One of the employees said he saw Crowe's apartment, a converted garage on a large estate in Greenwich that was beautiful, but empty, except for a cot and some magazines. "He might have been a little embarrassed about it," the employee said. "He claimed he'd ordered some furniture that hadn't arrived yet."
The employees say Crowe quit for reasons they cannot recall. In 1987, he was hired as vice president of the corporate bond department at Nikko Securities International in Manhattan, after professing to be former head of the apparently bogus Battenberg-Crowe-von-Wettin Family Foundation, with a collection of
But colleagues recalled yesterday that Crowe was not what he professed to be. He drove a beat-up 1965 Chevy, grew angry easily with others in the office, and made very few sales. He was terminated sometime around 1989, they said.
"He was a sales manager and never made a sale, so eventually he was fired," said Barnett. "He just didn't do anything."
Another former colleague recalled Crowe telling a customer who accidentally sat at his desk, "If anybody touches my stuff, I'll bring my German Luger."
"It started to become very apparent that whatever he said was a story; it was made up," another former colleague said. "At most places, but especially Wall Street, your word is your bond. And whenever you get someone like this, you're sitting on a liability, and so it was that, more than anything, that prompted the firm to decide that we'd be better of without him."
Just before he was fired, in 1988, Crowe attracted the attention of police in Greenwich, Conn., when he tried to sell a truck belonging to John Sohus, according to a 1995 episode of the television show "Unsolved Mysteries." The potential buyer, a minister's son, alerted police after Crowe lacked the proper paperwork, the show said.

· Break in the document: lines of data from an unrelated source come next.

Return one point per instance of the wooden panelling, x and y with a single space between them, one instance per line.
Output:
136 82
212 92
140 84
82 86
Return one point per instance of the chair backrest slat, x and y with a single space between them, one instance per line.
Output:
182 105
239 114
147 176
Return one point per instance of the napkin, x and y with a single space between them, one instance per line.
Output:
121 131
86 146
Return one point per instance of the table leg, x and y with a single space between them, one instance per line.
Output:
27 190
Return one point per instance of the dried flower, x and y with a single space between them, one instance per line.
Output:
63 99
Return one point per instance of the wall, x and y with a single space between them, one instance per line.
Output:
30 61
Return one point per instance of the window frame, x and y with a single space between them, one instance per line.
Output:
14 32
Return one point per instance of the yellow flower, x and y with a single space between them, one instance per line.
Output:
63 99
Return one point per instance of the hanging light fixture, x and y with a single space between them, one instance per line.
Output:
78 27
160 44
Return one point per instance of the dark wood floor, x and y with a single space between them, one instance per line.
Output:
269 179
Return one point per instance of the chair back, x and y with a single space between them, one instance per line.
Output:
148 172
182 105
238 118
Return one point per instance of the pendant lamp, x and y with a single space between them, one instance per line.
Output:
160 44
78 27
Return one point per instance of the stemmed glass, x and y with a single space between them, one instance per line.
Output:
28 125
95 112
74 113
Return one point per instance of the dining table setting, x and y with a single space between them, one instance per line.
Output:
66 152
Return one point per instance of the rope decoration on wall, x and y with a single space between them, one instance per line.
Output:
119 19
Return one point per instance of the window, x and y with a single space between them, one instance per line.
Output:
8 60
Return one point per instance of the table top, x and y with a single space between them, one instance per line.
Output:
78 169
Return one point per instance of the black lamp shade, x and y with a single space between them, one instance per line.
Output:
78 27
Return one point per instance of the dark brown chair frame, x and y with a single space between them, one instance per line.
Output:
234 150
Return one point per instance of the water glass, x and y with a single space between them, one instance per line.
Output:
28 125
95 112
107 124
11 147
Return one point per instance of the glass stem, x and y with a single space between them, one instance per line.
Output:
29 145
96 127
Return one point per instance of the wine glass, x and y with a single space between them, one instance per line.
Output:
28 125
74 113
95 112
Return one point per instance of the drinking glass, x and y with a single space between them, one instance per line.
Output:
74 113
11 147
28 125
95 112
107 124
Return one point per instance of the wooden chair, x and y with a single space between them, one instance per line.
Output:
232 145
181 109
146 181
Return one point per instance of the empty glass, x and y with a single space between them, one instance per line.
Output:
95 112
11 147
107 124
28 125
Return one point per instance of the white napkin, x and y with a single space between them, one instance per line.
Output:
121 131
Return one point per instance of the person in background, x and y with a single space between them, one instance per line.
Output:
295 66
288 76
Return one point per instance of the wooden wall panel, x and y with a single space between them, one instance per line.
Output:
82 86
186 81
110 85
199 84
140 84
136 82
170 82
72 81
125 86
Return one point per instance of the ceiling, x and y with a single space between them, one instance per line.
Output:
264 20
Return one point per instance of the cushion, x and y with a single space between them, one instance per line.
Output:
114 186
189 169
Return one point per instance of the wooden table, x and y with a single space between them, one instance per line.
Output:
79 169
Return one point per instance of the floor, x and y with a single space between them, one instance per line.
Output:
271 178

Crowe's next job, sometime around 1989, was at Kidder Peabody in Manhattan, the former Nikko employees said. But he quit abruptly, telling colleagues his parents had been kidnapped abroad, those former colleagues said.

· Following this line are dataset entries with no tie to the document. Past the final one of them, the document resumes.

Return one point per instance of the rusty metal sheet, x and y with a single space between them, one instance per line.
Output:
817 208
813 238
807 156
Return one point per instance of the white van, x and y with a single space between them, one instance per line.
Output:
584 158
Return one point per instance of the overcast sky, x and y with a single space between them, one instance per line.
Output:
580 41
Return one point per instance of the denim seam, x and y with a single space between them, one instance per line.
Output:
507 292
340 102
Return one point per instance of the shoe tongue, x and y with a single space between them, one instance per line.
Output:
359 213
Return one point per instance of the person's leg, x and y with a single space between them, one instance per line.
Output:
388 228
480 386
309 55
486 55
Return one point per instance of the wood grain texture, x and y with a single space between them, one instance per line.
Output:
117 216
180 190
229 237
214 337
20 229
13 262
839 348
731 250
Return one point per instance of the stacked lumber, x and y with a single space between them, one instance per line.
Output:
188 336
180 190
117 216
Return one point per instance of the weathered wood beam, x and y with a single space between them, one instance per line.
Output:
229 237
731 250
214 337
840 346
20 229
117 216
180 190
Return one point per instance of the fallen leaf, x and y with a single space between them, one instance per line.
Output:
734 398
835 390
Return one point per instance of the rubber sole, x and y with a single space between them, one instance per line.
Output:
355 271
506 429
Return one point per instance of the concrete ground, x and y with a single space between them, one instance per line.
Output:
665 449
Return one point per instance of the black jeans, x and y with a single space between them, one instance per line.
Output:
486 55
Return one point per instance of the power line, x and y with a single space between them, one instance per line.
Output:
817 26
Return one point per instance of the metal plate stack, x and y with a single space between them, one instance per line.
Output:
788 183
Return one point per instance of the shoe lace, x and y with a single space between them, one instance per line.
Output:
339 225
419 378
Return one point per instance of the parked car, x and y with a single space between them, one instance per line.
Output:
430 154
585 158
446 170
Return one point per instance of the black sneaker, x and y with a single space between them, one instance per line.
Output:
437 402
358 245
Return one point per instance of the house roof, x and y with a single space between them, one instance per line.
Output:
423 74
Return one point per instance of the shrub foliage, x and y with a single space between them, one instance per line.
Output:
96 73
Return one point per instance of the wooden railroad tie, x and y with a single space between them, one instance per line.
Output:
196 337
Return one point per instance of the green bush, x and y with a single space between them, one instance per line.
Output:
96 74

The next day, Connecticut state troopers showed up Crowe's office, asking about Sohus's truck, but Crowe was gone. Connecticut State Police declined to comment.
Where he went next is not clear, but during his marriage to Sandra Boss, they lived in New Hampshire, as well as in a $2 million townhouse on Beacon Hill.
About a year before he married Boss, in May 1994, workers digging a pool for the new owners of the Sohus home in San Marino discovered human remains wrapped in three plastic bags and buried in the backyard. Police presumed but never definitively identified them as those of John Sohus. DNA tests are currently being conducted on those remains. Neither Linda Sohus nor her remains have been located.
San Marino Police Lieutenant Steve Johnson said investigators plan to conduct a search next week of the property where the Sohuses were living when they disappeared in an effort to determine whether any additional human remains are buried on the property. Equipment that can X-ray through concrete will be used, he said.